Identify important components in a complex system.
Using a powerful laser, the team scanned sections of the mushroom garden that were 12 microns thick, the width of a piece of plastic wrap. This process helped detect metabolites in the samples, which are remnants of plant decomposition. This method also helped determine the location and abundance of plant polymers such as cellulose, xylan, and lignin, as well as other molecules in some regions. The co-location of these components indicates hot spots where plant material is decomposing.
From there, the team traveled to these regions to study the enzymes used to initiate biochemical reactions in a living system. By knowing the type and location of these enzymes, they were able to determine which microbes were involved in this process.
All of these components together helped confirm that the fungus is the primary decomposer of plant material in the system. Furthermore, the team found that bacteria in the system convert previously digested plant polymers into metabolites that are used in the system as vitamins and amino acids. These vitamins and amino acids accelerate fungal growth and plant decay, benefiting the entire ecosystem.
Burnum-Johnson said that if scientists used other, more traditional methods to measure the masses of key components of a system, such as metabolites, enzymes and other molecules, they would simply be averaging those materials, which creates more noise and obscures information . .
“This dilutes the important chemical reactions of interest, making these processes often undetectable,” he said. “To analyze the complex ecological ecosystems of these fungal communities, we need to know these detailed interactions. These results can then be transferred to laboratory conditions and used to create biofuels and bioproducts that are important in our daily lives."
Use knowledge of complex systems for future fungal research.
Maria Velikovic, chemist and lead author of the paper, said that due to the complexity of the project, she was initially interested in learning about the fungus and how it destroys lignin.

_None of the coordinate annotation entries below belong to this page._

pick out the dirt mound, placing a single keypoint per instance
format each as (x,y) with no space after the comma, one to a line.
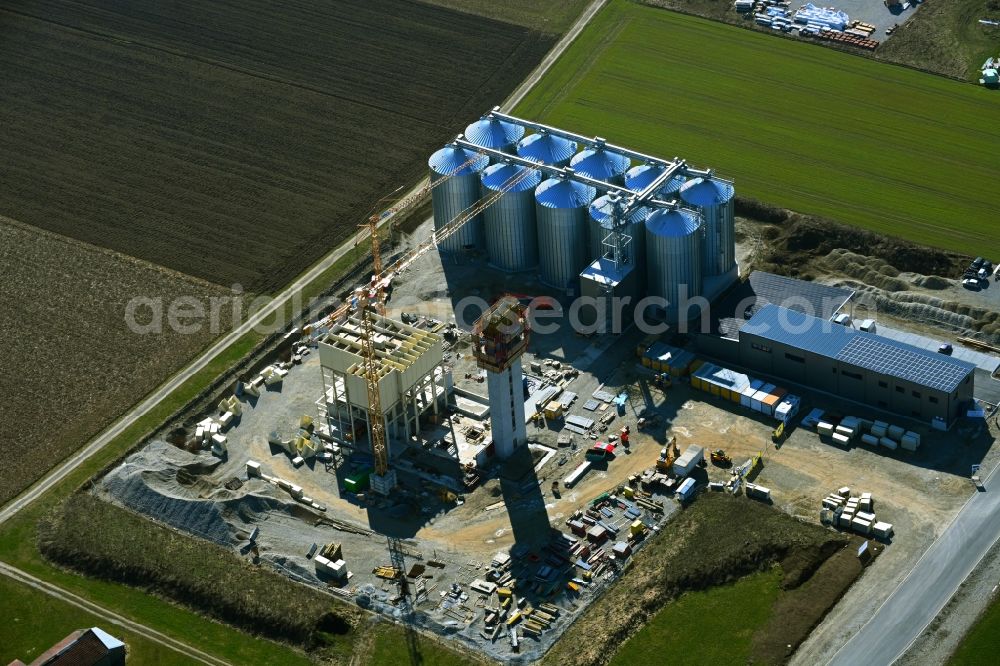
(873,271)
(798,240)
(929,281)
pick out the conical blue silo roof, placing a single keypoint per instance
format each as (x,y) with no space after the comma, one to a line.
(600,164)
(496,176)
(673,223)
(546,148)
(448,160)
(602,210)
(674,184)
(493,133)
(562,193)
(706,192)
(638,178)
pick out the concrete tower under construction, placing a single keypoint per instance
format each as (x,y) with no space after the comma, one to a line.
(499,339)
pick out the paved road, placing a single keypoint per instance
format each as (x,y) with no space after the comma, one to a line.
(110,617)
(936,576)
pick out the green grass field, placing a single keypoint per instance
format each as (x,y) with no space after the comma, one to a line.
(390,647)
(805,127)
(982,644)
(687,626)
(36,622)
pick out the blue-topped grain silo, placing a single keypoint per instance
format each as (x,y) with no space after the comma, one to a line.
(673,258)
(490,132)
(561,217)
(639,178)
(547,148)
(462,168)
(509,224)
(714,199)
(600,163)
(602,222)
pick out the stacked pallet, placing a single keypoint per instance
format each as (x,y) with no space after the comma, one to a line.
(856,513)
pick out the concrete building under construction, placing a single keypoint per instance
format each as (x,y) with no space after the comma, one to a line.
(412,379)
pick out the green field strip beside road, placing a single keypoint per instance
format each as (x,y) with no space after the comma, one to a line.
(818,131)
(35,621)
(18,546)
(981,645)
(714,626)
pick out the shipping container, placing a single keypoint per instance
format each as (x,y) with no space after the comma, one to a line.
(888,443)
(861,526)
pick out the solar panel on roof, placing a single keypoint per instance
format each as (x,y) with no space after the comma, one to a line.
(899,360)
(864,350)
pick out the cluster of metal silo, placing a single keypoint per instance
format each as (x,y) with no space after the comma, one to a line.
(602,222)
(673,256)
(547,149)
(463,169)
(713,198)
(601,164)
(562,230)
(559,225)
(509,224)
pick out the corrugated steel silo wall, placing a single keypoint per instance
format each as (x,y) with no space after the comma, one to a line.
(511,235)
(449,200)
(719,248)
(562,244)
(674,262)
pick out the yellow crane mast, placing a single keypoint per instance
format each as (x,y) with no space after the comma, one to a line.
(371,301)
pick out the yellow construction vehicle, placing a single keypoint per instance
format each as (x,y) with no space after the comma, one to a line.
(387,572)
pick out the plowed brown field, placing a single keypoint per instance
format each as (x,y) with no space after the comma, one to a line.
(236,140)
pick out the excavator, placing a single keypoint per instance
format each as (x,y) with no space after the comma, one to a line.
(721,458)
(668,455)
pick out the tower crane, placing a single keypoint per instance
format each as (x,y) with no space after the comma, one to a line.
(370,301)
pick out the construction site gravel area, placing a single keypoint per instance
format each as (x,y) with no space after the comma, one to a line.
(450,540)
(235,141)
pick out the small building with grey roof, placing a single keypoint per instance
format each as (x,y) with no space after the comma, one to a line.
(864,367)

“Mushroom gardens are very interesting because they are one of the most complex ecosystems with many members working together effectively,” he said. “I really wanted to map activities at the micro level to better understand each member's role in this complex ecosystem.”
Velikovic conducted all the hands-on experiments in the lab, collected material for slides, scanned the samples to see and identify metabolites in each compartment, and identified hot spots for lignocellulose degradation.
Both Velikovic and Burnum-Johnson said they were pleased with their team's success.
“We actually accomplished what we set out to do,” Burnum-Johnson said. “It's not guaranteed, especially in science.”
The team plans to use the findings for future research and specifically study how fungal communities respond to and defend against disturbances and other disturbances.
“We now have a very good understanding of how these natural systems break down plant matter,” Burnum-Johnson said. “By looking at complex ecosystems at this level, we can understand how they carry out these activities and how they use them to produce biofuels and biofuels.”
The work was funded by the U.S. Department of Energy's Office of Science. Additionally, the researchers had access to mass spectrometry imaging, computational and proteomic resources at the Environmental Molecular Sciences Laboratory, an Office of Science user facility located at PNNL.